I use Byte (TinyInt), Int16 (SmallInt), Int32/UInt16 (Int), Int64/UInt32 (BigInt) for small lookup lists that do not change or data that does not replicate between multiple databases. (Permissions, Application Configuration, Color Names, etc.)
I imagine the indexing takes just as long to query against regardless if you are using a guid or a long. There are usually other fields in tables that are indexed that are larger than 128 bits anyway (user names in a user table for example). The difference between Guids and Integers is the size of the index in memory, as well as time populating and rebuilding indexes. The majority of database transactions is often reading. Writing is minimal. Concentrate on optimizing reading from the database first, as they are usually made of joined tables that were not optimized properly, improper paging, or missing indexes.
As with anything, the best thing to do is to prove your point. create a test database with two tables. One with a primary key of integers/longs, and the other with a guid. Populate each with N-Million rows. Moniter the performance of each during the CRUD operations (create, read, update, delete). You may find out that it does have a performance hit, but insignificant.
Servers often run on boxes without debugging environments and other applications taking up CPU, Memory, and I/O of hard drive (especially with RAID). A development environment only gives you an idea of performance.
Consider creating sequential GUID from .NET application:
http://dotnet-snippets.de/dns/sequential-guid-SID998.aspx
What are the performance improvement of Sequential Guid over standard Guid?
You can debate GUID or identity all day. I prefer the database to generate the unique value with an identity. If you merge data from multiple databases, add another column (to identify the source database, possibly a tinyint or smallint) and form a composite primary key.

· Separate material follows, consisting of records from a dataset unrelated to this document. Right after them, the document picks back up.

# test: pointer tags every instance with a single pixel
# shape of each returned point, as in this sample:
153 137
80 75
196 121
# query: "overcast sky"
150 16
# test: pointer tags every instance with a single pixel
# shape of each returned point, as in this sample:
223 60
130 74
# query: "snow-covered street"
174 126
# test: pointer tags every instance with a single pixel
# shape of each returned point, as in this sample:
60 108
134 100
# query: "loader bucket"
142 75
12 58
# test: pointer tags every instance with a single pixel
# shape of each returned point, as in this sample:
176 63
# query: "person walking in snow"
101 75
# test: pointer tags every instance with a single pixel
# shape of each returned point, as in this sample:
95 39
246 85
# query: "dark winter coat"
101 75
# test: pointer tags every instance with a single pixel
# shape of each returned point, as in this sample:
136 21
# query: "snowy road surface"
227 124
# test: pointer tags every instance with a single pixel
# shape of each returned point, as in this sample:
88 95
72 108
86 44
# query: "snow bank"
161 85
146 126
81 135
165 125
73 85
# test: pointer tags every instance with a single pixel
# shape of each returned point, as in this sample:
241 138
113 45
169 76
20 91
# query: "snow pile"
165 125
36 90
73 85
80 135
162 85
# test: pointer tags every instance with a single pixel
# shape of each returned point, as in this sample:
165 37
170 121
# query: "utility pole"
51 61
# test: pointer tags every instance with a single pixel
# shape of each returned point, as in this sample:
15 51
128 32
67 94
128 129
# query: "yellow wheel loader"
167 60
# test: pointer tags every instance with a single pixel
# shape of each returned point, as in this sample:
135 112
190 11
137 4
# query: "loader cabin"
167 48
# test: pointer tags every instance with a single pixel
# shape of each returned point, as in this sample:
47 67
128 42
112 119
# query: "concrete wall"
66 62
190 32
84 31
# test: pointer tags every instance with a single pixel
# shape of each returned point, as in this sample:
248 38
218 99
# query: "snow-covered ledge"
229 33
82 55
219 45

If you do go with an identity, be sure to pick the right datatype, based on number of expected keys you will generate:
bigint - 8 Bytes - max positive value: 9,223,372,036,854,775,807
int - 4 Bytes - max positive value: 2,147,483,647
Note "number of expected keys " is different than the number of rows. If you mainly add and keep rows, you may find that an INT is enough with over 2 billion unique keys. I'll bet your table won't get that big. However, if you have a high volume table where you keep adding and removing rows, you row count may be low, but you'll go through keys fast. You should do some calculations to see how log it would take to go through the INTs 2 billion keys. If it won't use them up any time soon go with INT, otherwise double the key size and go with BIGINT.